Missing from the debate is an appreciation of the benefits that Hasidic schools produce for their own members. Sociologists use the term “bonding social capital” to refer to the beneficial bonds that form in closed communities. These bonds provide both economic and social benefits. Hasidic communities are not devoid of wealth: individual graduates of their schools have gone on to be successful business owners and leaders. A walk through Hasidic neighborhoods reveals a tremendous amount of new and recently built housing. The rigorous lifestyle of the Hasidim creates some jobs, as many goods may only be handled by those following the rules, and many services can be provided only by members of the community. As economists Abby M. McCloskey and Aparna Mathur have recently noted, we are “living through the greatest collapse of social capital in American history.” Yes, the Hasidim are different, and their schools reflect that. But their high rates of family stability and low rates of crime suggest that some of these differences are virtuous.

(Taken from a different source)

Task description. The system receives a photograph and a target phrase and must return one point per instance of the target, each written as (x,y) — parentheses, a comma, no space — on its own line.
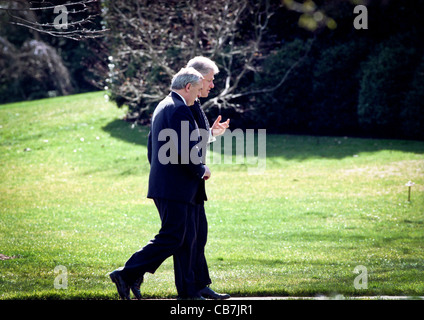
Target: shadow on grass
(127,132)
(300,147)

The battle has high stakes. In 1925, the U.S. Supreme Court upheld in Pierce v. Society of Sisters the right of parents to comply with Oregon’s compulsory-education law by sending their children to religious (Catholic) schools. In 1972, in Wisconsin v. Yoder, the Court exempted the Amish from the requirement of continuing compulsory education through high school, specifically noting the uniqueness of this self-supporting agrarian community. The Hasidim of today are unique, too. Their schools are central to their faith, allowing them to pass on the soul of their culture from one generation to the next. That faith sustained them over long stretches of persecution, and they hold it dear today—prioritizing religious liberty to the extent of retreating from the dominant culture.

New York policymakers put themselves in a difficult spot with the September regulations. They stand on even shakier terrain after the recent court ruling. Notwithstanding the common complaint that religious leaders are pressuring parents into these choices, public officials seem to want to replace parental judgement with that of the state at a time when parents and advocates are working to reestablish some forms of parental control over public education. Now, a judge observes that parents could be subjected to fines or imprisonment if they do not enroll their children in “substantially equivalent” schools. The state should tread lightly, seeking redress where public funds have been misused and pursuing marginal changes that might improve the quality of secular instruction while maintaining the schools’ unique culture. It should not try to monitor and penalize thousands of families, as the recent court ruling would seem to countenance.

Marginal changes may not satisfy the schools’ critics. But large-scale educational change, imposed from above, rarely works. Rather than fighting a large and growing number of parents who prize these schools, the state legislature could pursue a more participatory approach by following the lead of other states and offering some version of public financing in the form of educational savings accounts or tax credits. These programs allow parents to allocate public funds to education-service providers, including religious schools and tutors or other ancillary service providers. By alleviating the financial burden, the state might help parents find ways to have their children learn English and math while maintaining the religious school instruction they value.

Meantime, these schools could form the basis for a constitutional test for the concept of substantial equivalency itself. If a school offers an elevated level of instruction in a centuries-old tradition and produces graduates with elevated critical-thinking skills involving the resolution of competing texts and analyses, but fails to check all the boxes of what passes for competency, should it be allowed? Hasidic schools could one day present the Supreme Court with an opportunity to enshrine religious liberty and pluralism more fully in educational policy.